Test-Time Compute Scaling:
- The inference speedup allows M1 to generate more samples (for self-consistency/majority voting) or longer reasoning chains within a fixed time budget.
- Experiments show that when normalizing performance by generation time (seconds), M1 can achieve higher accuracy than the baseline Transformer (DeepSeek-R1-Distill-Qwen-1.5B) by either generating more samples for majority voting or generating longer sequences (Figure 4).
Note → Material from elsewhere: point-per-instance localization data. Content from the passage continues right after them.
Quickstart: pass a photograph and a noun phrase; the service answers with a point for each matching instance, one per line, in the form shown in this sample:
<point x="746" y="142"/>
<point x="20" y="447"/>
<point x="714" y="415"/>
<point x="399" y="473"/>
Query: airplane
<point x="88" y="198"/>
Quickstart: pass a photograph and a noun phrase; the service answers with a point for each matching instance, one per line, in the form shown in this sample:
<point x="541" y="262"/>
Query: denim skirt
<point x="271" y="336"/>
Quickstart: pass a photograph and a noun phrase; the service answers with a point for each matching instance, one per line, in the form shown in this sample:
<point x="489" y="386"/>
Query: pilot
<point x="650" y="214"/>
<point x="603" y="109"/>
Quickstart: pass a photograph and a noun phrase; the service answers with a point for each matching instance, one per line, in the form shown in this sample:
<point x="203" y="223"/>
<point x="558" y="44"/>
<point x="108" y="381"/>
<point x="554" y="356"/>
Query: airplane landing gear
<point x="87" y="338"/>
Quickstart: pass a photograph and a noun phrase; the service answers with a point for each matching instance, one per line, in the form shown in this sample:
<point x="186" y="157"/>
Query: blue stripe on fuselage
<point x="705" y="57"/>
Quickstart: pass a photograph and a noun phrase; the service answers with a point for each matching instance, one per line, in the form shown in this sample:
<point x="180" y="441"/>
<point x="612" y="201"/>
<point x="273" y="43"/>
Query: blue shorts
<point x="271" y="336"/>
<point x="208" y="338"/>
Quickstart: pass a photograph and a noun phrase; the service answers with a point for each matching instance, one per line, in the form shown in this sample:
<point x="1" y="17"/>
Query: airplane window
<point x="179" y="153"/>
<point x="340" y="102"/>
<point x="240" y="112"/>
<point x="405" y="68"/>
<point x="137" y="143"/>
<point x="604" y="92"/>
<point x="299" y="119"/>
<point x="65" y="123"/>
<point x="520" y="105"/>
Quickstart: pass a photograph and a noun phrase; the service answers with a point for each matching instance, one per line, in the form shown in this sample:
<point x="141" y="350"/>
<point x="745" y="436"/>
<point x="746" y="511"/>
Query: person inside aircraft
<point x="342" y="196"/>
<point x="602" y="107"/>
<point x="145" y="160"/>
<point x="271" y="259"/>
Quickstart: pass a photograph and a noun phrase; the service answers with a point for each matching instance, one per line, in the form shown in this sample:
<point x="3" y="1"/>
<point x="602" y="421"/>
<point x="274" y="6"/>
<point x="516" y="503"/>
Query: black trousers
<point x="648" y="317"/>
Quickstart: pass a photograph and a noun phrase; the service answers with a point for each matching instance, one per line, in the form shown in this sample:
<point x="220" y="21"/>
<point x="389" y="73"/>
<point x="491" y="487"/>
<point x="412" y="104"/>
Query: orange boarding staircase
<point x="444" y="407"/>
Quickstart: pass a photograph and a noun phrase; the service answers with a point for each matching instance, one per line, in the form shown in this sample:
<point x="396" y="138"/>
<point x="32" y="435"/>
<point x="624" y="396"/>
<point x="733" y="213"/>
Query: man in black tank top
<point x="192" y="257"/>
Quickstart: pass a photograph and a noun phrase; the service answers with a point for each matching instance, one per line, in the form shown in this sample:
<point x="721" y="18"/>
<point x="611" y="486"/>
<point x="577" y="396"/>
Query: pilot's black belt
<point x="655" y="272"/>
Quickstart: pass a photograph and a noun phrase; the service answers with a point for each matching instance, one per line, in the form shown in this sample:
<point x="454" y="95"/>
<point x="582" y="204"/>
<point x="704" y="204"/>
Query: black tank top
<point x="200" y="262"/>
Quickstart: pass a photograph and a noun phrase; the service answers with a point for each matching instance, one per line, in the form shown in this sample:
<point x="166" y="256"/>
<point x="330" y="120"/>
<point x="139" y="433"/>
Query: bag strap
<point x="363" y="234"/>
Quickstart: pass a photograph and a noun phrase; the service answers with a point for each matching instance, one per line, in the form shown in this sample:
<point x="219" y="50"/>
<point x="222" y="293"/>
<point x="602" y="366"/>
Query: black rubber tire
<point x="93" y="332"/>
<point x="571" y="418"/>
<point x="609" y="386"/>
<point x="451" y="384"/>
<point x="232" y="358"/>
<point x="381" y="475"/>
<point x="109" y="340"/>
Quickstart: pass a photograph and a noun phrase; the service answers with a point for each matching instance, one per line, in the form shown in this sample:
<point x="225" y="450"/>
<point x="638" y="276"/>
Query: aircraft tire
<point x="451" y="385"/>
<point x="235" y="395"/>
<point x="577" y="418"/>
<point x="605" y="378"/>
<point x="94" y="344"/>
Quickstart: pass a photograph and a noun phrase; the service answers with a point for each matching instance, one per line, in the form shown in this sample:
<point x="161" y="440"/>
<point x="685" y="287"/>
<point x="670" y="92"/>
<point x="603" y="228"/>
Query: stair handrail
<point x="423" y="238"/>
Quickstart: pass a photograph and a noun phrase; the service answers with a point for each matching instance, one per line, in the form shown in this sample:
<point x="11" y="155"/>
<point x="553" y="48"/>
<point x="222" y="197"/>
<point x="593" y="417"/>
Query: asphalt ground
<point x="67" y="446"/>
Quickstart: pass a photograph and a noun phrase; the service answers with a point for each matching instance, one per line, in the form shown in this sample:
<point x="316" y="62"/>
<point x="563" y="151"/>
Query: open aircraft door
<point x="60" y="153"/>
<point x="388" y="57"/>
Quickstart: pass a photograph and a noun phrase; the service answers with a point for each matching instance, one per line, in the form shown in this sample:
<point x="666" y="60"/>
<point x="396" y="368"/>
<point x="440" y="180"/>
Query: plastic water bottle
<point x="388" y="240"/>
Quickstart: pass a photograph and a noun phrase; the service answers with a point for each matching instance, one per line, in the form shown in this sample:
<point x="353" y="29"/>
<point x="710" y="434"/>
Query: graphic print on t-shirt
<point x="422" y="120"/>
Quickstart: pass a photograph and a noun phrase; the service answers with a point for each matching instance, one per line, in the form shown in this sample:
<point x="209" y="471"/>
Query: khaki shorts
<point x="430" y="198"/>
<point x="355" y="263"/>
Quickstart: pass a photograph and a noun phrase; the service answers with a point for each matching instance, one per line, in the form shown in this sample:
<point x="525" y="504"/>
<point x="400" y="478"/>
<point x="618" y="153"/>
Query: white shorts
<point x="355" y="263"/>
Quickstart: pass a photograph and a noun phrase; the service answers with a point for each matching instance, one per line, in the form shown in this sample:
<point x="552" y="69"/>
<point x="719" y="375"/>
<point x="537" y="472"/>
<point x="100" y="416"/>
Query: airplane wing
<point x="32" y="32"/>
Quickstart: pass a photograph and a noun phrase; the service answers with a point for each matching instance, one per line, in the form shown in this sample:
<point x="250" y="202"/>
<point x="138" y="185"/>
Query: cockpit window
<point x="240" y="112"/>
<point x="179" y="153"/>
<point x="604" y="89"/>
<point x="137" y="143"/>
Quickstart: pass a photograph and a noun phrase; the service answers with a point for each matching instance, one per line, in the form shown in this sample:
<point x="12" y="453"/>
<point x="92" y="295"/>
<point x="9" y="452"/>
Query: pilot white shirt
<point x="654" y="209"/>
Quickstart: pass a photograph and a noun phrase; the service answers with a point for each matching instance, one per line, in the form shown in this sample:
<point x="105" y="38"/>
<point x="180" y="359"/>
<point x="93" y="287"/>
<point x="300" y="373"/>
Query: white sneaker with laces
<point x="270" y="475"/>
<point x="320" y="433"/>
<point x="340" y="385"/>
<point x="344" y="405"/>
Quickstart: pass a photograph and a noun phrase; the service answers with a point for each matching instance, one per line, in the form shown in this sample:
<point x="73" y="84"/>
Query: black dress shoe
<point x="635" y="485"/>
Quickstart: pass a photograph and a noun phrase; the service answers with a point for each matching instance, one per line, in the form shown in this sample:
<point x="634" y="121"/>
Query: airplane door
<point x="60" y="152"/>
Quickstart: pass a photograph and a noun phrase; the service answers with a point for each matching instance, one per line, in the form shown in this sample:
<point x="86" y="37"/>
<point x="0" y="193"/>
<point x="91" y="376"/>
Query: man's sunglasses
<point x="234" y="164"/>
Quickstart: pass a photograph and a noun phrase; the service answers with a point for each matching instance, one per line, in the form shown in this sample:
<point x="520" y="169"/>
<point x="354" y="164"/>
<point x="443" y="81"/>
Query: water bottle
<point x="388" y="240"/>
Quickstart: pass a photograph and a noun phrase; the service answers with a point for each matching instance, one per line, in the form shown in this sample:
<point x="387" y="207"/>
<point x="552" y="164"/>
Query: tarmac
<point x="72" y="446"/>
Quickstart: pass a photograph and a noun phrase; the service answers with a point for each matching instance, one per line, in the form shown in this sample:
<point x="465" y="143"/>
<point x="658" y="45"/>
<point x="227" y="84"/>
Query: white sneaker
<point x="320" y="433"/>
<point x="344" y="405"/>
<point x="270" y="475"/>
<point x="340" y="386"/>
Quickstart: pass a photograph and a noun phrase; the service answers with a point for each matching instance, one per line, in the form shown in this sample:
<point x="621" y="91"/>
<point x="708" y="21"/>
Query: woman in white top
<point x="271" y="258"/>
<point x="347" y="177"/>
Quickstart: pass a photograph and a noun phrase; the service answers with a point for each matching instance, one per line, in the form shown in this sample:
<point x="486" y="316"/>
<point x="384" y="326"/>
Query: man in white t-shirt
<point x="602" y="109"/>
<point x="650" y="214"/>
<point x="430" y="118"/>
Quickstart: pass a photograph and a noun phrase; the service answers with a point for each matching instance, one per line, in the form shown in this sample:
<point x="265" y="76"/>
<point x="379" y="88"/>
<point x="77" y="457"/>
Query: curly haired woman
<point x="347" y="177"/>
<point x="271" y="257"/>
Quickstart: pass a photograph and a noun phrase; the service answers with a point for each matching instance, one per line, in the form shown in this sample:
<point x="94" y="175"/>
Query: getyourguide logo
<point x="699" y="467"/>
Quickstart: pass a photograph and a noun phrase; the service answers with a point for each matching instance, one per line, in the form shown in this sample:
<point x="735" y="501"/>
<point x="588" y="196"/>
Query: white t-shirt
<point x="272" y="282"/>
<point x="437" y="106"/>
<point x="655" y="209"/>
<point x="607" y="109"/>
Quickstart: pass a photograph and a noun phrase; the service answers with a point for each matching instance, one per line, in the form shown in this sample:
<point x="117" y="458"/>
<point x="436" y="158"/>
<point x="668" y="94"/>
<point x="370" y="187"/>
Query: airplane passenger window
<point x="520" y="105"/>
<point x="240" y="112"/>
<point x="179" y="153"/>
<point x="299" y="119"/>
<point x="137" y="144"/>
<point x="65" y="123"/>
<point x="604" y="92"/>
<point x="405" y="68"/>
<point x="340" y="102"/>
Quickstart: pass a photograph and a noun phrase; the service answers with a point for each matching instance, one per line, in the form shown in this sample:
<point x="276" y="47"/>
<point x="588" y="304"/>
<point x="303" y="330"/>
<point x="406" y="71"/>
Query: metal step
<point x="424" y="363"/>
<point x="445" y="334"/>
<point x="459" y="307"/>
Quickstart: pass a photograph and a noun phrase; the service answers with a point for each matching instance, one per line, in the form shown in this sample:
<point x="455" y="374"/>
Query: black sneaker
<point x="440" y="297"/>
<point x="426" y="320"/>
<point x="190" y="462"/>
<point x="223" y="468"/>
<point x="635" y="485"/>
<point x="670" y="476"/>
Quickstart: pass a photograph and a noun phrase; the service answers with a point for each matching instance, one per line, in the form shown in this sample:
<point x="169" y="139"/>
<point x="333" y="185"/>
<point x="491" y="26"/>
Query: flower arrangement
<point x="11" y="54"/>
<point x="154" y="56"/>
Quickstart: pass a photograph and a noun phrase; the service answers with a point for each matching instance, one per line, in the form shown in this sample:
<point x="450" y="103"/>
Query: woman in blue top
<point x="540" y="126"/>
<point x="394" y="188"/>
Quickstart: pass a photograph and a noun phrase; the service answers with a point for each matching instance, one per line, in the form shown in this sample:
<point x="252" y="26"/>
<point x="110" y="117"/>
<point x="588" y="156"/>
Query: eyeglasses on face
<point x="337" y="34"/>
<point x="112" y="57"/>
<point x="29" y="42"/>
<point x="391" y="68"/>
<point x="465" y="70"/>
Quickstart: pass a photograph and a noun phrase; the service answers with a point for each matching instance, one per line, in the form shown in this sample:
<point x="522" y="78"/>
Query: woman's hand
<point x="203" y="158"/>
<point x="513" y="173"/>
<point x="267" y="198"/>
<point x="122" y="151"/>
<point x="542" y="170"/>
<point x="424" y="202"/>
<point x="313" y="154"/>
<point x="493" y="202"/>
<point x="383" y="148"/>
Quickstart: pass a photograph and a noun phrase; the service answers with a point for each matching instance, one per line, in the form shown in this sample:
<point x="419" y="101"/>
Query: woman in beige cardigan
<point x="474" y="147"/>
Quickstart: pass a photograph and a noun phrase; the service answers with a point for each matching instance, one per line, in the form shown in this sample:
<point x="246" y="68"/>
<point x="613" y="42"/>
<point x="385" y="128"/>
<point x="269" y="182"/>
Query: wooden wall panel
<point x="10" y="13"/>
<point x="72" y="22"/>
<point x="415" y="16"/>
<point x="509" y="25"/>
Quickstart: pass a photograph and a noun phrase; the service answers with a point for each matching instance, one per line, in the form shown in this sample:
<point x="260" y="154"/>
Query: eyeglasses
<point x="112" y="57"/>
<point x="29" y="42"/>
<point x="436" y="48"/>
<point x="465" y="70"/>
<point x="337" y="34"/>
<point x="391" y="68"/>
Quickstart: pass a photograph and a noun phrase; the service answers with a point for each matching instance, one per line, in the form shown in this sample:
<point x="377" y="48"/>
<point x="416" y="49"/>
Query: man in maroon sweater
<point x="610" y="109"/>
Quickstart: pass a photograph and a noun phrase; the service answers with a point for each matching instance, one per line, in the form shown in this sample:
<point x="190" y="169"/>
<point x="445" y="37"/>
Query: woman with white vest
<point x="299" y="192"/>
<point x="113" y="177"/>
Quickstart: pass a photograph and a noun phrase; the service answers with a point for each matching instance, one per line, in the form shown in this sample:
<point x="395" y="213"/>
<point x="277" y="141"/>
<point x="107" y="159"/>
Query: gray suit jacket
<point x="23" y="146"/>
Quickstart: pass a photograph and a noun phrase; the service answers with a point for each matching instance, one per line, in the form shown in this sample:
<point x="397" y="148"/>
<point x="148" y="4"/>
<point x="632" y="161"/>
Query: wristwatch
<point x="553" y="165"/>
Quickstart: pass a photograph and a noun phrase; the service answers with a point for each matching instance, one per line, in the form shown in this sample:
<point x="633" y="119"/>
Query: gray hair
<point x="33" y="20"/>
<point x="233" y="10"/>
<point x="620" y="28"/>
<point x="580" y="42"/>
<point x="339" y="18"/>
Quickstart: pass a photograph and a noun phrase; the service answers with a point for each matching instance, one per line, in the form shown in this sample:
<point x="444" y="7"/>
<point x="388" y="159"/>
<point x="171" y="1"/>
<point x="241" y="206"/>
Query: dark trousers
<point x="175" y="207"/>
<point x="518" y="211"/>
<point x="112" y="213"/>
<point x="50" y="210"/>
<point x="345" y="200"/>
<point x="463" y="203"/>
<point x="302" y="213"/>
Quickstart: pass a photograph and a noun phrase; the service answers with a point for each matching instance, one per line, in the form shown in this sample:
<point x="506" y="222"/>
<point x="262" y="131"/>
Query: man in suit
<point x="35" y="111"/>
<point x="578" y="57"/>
Analysis and Implementation Insights

Impact of RL Training Length: Increasing the maximum sequence length during RL training (up to 24k tokens) significantly improves reasoning performance (Figure 5). M1's efficiency makes training with such long sequences feasible.
Training Stage Ablation: Each stage (Distillation, SFT-Math, SFT-Reasoning, RL) contributes progressively to the final performance, with SFT on reasoning data providing a substantial boost (Table 2).
Distillation Strategy: Directly distilling from a reasoning model (Deepseek-R1-Qwen-1.5B) yielded poor results with the limited reasoning dataset (8B tokens). The staged approach (distilling a general math model first, then fine-tuning on reasoning data) proved more effective for transferring reasoning capabilities across architectures with less specialized data.

Practical Takeaways

M1 demonstrates that hybrid Mamba-Transformer models can achieve strong reasoning performance comparable to specialized Transformer-based reasoning models.
The primary advantage of M1 is its significantly higher inference throughput (>3x) for long sequences and large batches, enabled by Mamba's linear time complexity and memory efficiency.
This speedup directly translates into improved performance under fixed computational budgets for test-time scaling techniques like self-consistency (majority voting) or generating longer chains of thought.
The paper provides a practical multi-stage training recipe (Distillation -> SFT (General Math) -> SFT (Reasoning Data) -> RL) for building high-performing hybrid reasoning models, particularly when specialized reasoning data is limited.
The successful integration with frameworks like Axolotl and VeRL (with modifications for Mamba/CUDA graph) highlights the feasibility of incorporating Mamba-based models into existing LLM training pipelines.
The efficiency gains are particularly relevant for RL training, where generating long rollouts is often a bottleneck. M1's architecture can alleviate this.